Let’s be frank here. Omar Khan has never run a draft before. Even if he’s seen it happen dozens of times firsthand, it’s never something he’s been responsible for in making the key decisions about what names are going to be on the cards.
That’s not a knock on him. That’s saying we don’t know exactly what he’s going to do. Many seem to believe he is more willing to be aggressive than his predecessor, that being Kevin Colbert. ESPN’s Jeremy Fowler seems to be among them. Indeed, he can see a bold move happening in the first round.
Not necessarily trading up from 17, but rather trading back into the first round from 32, the first pick in the second round. Asked what the Steelers’ plans are for that selection, he told Andrew Fillipponi and Chris Mueller on 93.7 The Fan, “I think they’re considering moving up with that pick. They realize they’re in a rare position with that”.
The Steelers haven’t held the first pick on any day of any draft in a long time. The first pick in the second round is often regarded as a coveted possession, but that’s usually perceived more as teams trading up to get it rather than teams moving up from it back into the first. But there is logic, here, actually.

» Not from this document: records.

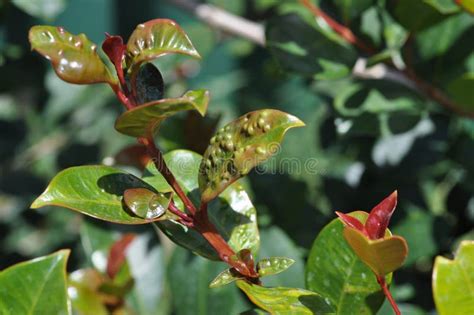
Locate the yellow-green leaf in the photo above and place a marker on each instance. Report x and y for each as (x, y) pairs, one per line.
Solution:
(158, 37)
(74, 57)
(240, 146)
(282, 300)
(143, 120)
(383, 255)
(453, 282)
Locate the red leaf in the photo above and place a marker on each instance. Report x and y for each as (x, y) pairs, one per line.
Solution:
(351, 222)
(114, 48)
(117, 254)
(379, 217)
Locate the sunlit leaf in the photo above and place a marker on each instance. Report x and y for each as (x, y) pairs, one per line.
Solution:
(95, 191)
(232, 213)
(273, 265)
(74, 57)
(453, 282)
(145, 119)
(156, 38)
(240, 146)
(383, 255)
(36, 286)
(280, 300)
(147, 204)
(225, 277)
(334, 271)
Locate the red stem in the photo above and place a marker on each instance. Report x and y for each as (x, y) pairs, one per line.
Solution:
(386, 292)
(426, 88)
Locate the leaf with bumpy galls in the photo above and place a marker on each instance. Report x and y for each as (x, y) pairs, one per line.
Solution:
(158, 37)
(143, 120)
(240, 146)
(273, 265)
(74, 57)
(147, 204)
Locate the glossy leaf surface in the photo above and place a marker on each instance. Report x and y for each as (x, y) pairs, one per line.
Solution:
(334, 271)
(36, 286)
(147, 204)
(225, 277)
(233, 213)
(280, 300)
(93, 190)
(156, 38)
(145, 119)
(149, 85)
(453, 282)
(74, 57)
(240, 146)
(383, 255)
(273, 265)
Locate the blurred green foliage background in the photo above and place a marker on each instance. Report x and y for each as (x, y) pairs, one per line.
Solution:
(364, 137)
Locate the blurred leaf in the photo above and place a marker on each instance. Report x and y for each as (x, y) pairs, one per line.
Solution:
(148, 205)
(240, 146)
(147, 264)
(43, 9)
(74, 58)
(461, 91)
(232, 213)
(83, 286)
(383, 255)
(417, 15)
(453, 281)
(299, 46)
(143, 120)
(467, 5)
(273, 265)
(37, 286)
(337, 273)
(281, 300)
(156, 38)
(189, 278)
(93, 190)
(150, 85)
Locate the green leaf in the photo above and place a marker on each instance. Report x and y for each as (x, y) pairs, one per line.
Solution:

While Fowler acknowledged they could “go either way” with the pick in the sense of either trading up or down, he noted, “typically the Steelers like a blue-chip guy”, and “If they identify a player like that, I don’t think they would be afraid to use that 32nd pick to move up”.
The thing is, we’ve heard from many around the league that there aren’t many players with first-round grades on them within any given team. It seems as though there may only be 15-20 players that a team might actually give a first-round grade to.
I don’t know exactly how the Steelers grade now with Khan and Andy Weidl in the general manager and assistant roles, but they will obviously have a sense of who they would be willing to draft in the first round and who they would be more comfortable with in the second.
If the Steelers have a guy they see as one of their “special” players slipping into the mid-20s after taking another of those special players at 17, I can definitely see them trading up to get him. Colbert was always willing to be more aggressive when he had more ammunition, too.
The Devin Bush trade was obviously a prime example, having an extra third-round pick thanks to the Antonio Brown trade. They also once traded a future third-round pick for a fourth-round pick because they had a good idea that they would be getting a third-round compensatory pick the following year to make up for it.
This year they have picks 32 and 49, the former thanks to the Chase Claypool trade. When is the last time they have even been in a position to make a move that would allow them to draft two players in the first round? The more I think about it, the more plausible it sounds based on the Steelers’ track record—even not knowing what we don’t know.